Are there really any hikers/mountaineers in the Philippines?


For those who think that the people of Philippines have no interest in mountains whatsoever, I can only disagree and refer to the highly popular website Pinoymountaineer.com. The doctor and mountaineer Gideon Lasco has done a great deal of efforts to explore and document the mountains and trails around the Philippines. It should also be mentioned that Philippines has a number of outdoor brands, and Habagat is probably the most recognized because of good quality at a low price. The latter is important in a country where the average income is a fraction of the western.

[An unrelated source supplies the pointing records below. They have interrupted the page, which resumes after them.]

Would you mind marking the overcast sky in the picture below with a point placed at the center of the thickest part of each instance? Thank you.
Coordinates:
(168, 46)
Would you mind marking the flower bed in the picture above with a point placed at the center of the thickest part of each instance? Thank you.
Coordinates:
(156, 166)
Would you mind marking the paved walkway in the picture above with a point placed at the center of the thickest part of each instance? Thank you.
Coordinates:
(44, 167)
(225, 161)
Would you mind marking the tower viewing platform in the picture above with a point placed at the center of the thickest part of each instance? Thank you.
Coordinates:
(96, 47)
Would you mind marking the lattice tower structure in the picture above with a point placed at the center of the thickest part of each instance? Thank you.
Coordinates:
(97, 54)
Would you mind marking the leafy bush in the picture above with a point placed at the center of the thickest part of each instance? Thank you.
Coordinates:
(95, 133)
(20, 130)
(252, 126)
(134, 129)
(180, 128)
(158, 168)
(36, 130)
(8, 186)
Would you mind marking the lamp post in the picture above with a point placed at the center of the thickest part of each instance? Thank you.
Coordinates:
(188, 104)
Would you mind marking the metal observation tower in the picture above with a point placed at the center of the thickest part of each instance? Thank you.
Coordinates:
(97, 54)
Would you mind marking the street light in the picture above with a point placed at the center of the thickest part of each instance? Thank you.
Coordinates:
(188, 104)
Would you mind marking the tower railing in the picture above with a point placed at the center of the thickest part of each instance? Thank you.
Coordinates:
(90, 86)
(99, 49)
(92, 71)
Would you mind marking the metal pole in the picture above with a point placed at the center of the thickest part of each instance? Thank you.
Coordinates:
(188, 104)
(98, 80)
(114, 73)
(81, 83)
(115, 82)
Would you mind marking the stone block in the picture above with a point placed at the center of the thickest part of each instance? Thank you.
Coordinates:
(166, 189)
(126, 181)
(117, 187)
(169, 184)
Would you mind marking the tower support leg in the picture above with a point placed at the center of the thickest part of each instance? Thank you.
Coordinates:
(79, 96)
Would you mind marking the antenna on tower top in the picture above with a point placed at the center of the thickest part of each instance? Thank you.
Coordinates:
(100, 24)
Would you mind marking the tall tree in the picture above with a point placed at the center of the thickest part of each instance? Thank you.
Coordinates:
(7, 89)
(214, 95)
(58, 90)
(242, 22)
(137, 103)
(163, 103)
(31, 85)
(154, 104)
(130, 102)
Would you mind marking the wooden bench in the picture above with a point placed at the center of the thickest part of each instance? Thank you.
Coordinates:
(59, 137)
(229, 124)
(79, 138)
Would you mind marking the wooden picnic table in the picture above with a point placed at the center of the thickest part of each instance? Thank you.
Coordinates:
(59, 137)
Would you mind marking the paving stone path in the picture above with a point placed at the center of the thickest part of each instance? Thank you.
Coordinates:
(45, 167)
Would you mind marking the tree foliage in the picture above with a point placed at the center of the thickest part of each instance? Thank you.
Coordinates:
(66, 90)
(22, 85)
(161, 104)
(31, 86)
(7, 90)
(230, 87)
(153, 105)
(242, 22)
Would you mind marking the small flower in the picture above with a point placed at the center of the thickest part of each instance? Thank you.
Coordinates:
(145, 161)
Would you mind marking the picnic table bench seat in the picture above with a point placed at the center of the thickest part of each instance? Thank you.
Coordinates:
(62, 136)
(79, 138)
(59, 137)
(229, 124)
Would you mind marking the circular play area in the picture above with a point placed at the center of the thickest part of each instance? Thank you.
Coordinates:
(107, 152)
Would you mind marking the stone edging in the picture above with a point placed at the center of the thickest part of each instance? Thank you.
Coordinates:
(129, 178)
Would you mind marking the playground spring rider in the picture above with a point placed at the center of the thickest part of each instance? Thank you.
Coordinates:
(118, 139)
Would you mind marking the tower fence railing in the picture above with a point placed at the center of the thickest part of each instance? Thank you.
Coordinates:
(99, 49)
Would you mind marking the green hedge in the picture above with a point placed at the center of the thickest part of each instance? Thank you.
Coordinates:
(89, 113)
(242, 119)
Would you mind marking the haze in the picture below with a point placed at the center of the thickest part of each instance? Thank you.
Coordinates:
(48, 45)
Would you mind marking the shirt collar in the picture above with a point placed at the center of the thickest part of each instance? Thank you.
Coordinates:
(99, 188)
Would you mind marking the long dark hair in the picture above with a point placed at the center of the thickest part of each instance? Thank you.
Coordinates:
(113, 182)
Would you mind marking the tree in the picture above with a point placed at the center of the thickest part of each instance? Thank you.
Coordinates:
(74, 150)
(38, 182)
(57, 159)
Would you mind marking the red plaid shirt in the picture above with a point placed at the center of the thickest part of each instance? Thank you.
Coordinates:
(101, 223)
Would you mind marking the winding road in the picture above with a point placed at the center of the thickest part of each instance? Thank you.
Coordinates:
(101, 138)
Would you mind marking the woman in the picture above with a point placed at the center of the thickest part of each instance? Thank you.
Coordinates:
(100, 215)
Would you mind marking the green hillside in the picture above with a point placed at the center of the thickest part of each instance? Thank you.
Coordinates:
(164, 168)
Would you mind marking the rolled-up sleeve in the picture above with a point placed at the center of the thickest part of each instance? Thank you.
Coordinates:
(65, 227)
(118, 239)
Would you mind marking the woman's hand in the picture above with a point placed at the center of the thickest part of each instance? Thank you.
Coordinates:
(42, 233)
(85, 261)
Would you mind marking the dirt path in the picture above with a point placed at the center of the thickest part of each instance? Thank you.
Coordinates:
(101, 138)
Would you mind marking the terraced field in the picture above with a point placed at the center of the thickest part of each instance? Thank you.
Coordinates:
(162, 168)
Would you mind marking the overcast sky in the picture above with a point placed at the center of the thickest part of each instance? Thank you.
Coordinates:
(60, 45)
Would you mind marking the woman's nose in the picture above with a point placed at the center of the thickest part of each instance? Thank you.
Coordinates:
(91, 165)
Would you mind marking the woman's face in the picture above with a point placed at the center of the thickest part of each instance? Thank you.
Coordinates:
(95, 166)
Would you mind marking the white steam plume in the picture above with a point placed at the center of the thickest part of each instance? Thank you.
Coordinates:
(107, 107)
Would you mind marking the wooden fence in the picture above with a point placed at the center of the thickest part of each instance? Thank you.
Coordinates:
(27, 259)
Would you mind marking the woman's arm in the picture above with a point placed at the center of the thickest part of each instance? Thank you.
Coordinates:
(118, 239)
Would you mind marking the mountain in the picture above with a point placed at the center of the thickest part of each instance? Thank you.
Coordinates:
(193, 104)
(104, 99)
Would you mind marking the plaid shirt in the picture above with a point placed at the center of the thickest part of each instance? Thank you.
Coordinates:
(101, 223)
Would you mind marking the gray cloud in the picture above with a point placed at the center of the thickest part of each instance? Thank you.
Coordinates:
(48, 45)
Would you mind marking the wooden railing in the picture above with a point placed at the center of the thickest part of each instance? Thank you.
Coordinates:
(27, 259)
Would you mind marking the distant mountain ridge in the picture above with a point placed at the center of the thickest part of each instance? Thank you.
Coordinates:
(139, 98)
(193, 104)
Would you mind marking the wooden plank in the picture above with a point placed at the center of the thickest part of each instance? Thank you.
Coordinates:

From Cebu City to Dalaguete


From our hotel in "uptown" Cebu City, we took a taxi to the South Bus Terminal. From here there are frequent buses (Ceres Liner Company) departing for Dalaguete, Oslob or Bato (every 5 minutes or so). All mentioned routes go through Dalaguete, and the ride takes about 2 hours (110 pesos for A/C bus). We didn't intend to do Osmena Peak as a day trip from Cebu City (although it's possible). Instead, we checked into Ocean Bay Beach Resort in Dalaguete, where we already had reserved a room for 800 pesos a night at booking.com. This is definitely a resort that has seen its better days, but the room rates are good value.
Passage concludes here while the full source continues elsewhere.